More seriously, it’s difficult to strongly separate people from the objects around them. Our behavior is modified by our clothing, our capabilities are modified by the tools that we have. And these capabilities, in turns, inform our biology. I have bad posture because I read and spend a lot of time on the computer. The bodies of English longbowmen can be identified due to the structural changes to their skeleton needed to accommodate their weapon of choice. To take a longer view, the human digestive system and body were evolved in a technological context; our pre-human ancestors were able to use tools, and that tool access shaped the further evolution of human physiology, such as the development of more complex hands and the use of fire allowing for larger brain sizes.

These technologies also shape our minds. We take our smartphones for granted, to the point that they do not appear in our dreams. They change our opinions, they shorten our attention spans, they distort our perspectives. Even simple, non-electronic tools can change the way people think. This effect was discussed by Wladimir Velminski in his book Homo Sovieticus, which covered a history of Soviet attempts at manipulating human intelligence. Velminski discusses a sort of working aid equipment with no electronics, saying:
“Gastev’s contrivance for optimizing hammer use, with its seemingly prosthetic quality, implies that the New Man of contemporary discourse should not be viewed as an ideal… the orthopedic apparatuses of the Russian constructionists mark the point of intersection between the integral body and incomplete body… Gastev’s invention was not a common prosthesis, nor did it in place only the body. It served as a template for setting the mind… the worker is supposed to be calibrated.”

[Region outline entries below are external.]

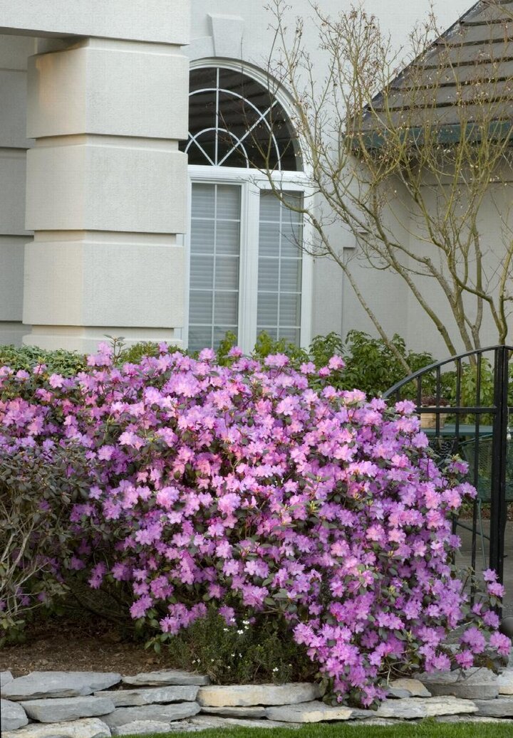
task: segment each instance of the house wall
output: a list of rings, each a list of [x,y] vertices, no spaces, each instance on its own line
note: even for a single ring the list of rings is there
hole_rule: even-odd
[[[234,3],[233,0],[193,0],[193,22],[191,44],[187,53],[193,63],[201,60],[239,59],[255,67],[267,69],[273,31],[273,18],[264,10],[266,2]],[[367,0],[366,9],[378,18],[382,28],[390,32],[393,44],[399,48],[415,24],[427,13],[428,3],[404,4],[401,0]],[[323,0],[323,11],[336,15],[340,10],[339,0]],[[455,0],[450,4],[438,2],[435,10],[440,26],[454,23],[468,9],[469,0]],[[314,69],[319,76],[325,66],[322,52],[318,48],[318,36],[308,0],[295,0],[287,11],[290,23],[296,16],[303,16],[304,45],[311,55]],[[398,204],[401,208],[401,204]],[[408,238],[404,233],[404,238]],[[339,244],[343,258],[356,258],[354,237],[342,228],[333,229],[333,241]],[[385,330],[397,332],[415,350],[431,351],[443,355],[444,347],[439,337],[418,306],[404,283],[398,277],[375,271],[359,263],[356,268],[359,285],[370,306],[379,317]],[[312,336],[335,331],[345,336],[352,328],[373,335],[376,328],[358,301],[340,268],[331,260],[314,260],[313,269]],[[447,320],[449,314],[445,312]]]
[[[266,4],[177,0],[170,9],[168,0],[0,0],[0,32],[9,34],[0,38],[0,342],[18,342],[24,334],[27,342],[89,350],[106,333],[176,341],[185,295],[175,235],[186,227],[184,165],[171,165],[186,130],[180,58],[236,59],[266,69],[273,39]],[[428,5],[427,0],[366,3],[398,47]],[[469,0],[438,2],[441,27],[468,5]],[[323,0],[322,8],[336,13],[340,1]],[[305,17],[305,43],[321,75],[310,4],[295,0],[289,12]],[[184,46],[189,28],[190,45]],[[26,70],[35,52],[28,97],[35,140],[30,141]],[[141,80],[143,89],[137,88]],[[44,92],[50,94],[46,107]],[[108,161],[102,158],[106,151]],[[141,173],[155,168],[161,173],[146,182],[145,201],[154,200],[156,207],[139,212]],[[117,199],[106,177],[114,171],[125,179]],[[172,191],[164,186],[169,177]],[[36,233],[27,247],[24,288],[27,228]],[[335,238],[344,258],[353,258],[353,237],[341,230]],[[443,353],[436,331],[397,277],[359,267],[358,278],[389,332],[400,333],[412,348]],[[342,272],[327,259],[315,261],[311,299],[313,335],[331,330],[344,335],[352,328],[376,332]]]
[[[0,35],[0,344],[19,344],[23,312],[27,149],[27,64],[35,49],[29,36]]]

A more modern analogue might be a posture training device that vibrates unpleasantly when someone slouches (drawing from personal experience). The goal of the device is not to have the user wear the device all the time, but to use the device to train the user to have good posture- it is a device that operates by changing its user, to change the user’s capabilities.

With all this, I’m not saying that people should plunge headlong into random body modifications or accept transhumanist rhetoric wherever it is present. Instead, I think it’s important to consider the implications that transhumanist thinking has on more conventional experiences.
Many transhumanists focus on brain uploading as one of their main goals. This is understandable, since immortality is a classic thing-that-people-want, but their methods are interesting. The LifeNaut project and Ray Kurzweil’s posthumous brain uploading project both work by learning a lot about somebody to emulate them. With a high degree of fidelity, these people can be “resurrected”.
I think that this process is sort of something that everyone does, naturally, to everyone around them. I might emulate my boss, to figure out exactly how much I can slack off, or my friends, to see what thing they might want to do, or what joke will land, or how I can make them happy (or how I think they’ll make me happy). And, conveniently, we gather the most information about the people that are closest to us.
In this light, I sometimes take comfort in the fact that I have a limited, inaccurate version of my deceased loved ones, that I can consult at any time. It’s not quite immortality, but as long as someone loves us, something a lot like us will remain.